The fault in our stars

from a friend

On a whim & and the advice of an author I follow I recently read this book and it has a nice Philippa Foot trolley problem reference! I thought that was fun because not only is it a v.high quality young adult novel, it’s enormously popular (over a million copies in print).

We might not like the trolley problem, but it might still be interesting to see what non-phils do with it.

3 thoughts on “The fault in our stars

  1. Philippa took it as a bad representation of genuine moral reasoning; some of us have agreed that it is indeed not a good representation. Moral reasoning seldom, if ever, involves counting up human beings, etc.

    Oddly enough, people with asperger’s do like problems “of life” that can be settle by appealing to numbers and no much else.

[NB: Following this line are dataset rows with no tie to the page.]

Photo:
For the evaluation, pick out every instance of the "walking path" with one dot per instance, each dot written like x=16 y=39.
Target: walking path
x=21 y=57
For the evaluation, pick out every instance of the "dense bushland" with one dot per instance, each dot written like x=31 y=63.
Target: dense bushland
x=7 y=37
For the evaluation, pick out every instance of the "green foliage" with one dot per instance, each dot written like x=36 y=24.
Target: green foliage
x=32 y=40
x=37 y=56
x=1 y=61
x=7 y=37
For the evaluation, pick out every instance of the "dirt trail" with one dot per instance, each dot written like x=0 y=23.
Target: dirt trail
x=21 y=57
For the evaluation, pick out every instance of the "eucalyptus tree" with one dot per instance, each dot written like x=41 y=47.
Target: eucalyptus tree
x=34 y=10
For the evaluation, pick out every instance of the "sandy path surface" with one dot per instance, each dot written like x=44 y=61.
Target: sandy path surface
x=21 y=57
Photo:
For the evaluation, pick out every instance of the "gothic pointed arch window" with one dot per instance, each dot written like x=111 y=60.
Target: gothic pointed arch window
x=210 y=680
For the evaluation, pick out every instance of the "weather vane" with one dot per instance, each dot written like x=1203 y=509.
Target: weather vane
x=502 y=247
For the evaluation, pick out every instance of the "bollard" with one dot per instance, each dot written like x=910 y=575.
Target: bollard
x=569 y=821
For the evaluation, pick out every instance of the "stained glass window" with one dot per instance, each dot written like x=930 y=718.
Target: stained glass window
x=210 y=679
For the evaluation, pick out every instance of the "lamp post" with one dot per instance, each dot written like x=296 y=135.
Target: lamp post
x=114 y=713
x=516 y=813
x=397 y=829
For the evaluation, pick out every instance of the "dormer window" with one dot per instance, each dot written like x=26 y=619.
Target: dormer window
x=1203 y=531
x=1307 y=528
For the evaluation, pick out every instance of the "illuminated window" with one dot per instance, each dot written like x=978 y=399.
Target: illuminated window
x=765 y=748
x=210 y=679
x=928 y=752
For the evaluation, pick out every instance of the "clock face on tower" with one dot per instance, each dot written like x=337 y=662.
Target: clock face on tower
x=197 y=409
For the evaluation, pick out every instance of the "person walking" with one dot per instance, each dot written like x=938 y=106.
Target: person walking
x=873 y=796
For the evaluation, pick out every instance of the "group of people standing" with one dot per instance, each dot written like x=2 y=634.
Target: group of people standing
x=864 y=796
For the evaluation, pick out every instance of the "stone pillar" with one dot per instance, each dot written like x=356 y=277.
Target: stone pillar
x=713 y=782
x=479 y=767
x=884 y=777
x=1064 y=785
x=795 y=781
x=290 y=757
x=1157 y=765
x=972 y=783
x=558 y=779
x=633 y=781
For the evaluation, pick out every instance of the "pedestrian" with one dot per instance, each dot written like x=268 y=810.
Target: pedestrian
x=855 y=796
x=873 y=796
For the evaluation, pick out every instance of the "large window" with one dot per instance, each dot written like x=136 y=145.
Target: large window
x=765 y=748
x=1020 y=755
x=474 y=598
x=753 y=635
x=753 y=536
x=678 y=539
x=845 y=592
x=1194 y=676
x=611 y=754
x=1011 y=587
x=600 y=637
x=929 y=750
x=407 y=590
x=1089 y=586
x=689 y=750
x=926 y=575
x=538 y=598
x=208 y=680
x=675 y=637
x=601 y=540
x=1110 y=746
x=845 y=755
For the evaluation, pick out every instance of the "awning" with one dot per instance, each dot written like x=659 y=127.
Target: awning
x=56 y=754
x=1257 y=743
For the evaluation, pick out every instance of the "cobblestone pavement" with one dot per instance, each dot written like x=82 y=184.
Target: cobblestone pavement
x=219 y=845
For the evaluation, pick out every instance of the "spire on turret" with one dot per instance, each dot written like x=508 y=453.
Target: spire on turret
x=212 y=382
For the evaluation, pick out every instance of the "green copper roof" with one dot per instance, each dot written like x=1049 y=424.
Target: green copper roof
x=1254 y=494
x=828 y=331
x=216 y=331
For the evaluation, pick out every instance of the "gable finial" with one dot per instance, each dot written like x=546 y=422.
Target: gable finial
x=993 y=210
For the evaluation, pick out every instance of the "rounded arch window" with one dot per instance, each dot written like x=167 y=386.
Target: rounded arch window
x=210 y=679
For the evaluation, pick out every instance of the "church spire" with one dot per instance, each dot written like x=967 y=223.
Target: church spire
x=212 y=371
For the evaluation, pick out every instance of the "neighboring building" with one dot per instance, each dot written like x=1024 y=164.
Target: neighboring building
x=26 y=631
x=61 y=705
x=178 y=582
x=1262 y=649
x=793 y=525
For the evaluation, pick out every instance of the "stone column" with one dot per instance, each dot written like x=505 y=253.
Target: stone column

    Of course, more has to be brought in, but most people, I think, opt for the higher number = the ones saved.

  2. Hm, I don’t think that’s a good criticism of trolley cases. For one thing, trolley problems as, say, Thomson and Kamm use them, address normative, moral questions, not descriptive questions about how people reason (although I can see how they might also be thought useful for the latter purpose). For a second, I think it’s plainly not true that “moral reasoning seldom, if ever, involves counting up human beings, etc.” Have you read the Stern Report on climate change? Any of John Broome’s work? (I suppose it’s arguable that Broome and Stern both have Asberger, but I doubt it.) Really, really important moral questions involve counting up deaths, incidents of disease, and the like, and some of the people who are best at reasoning about these questions do the necessary counting.

Comments are closed.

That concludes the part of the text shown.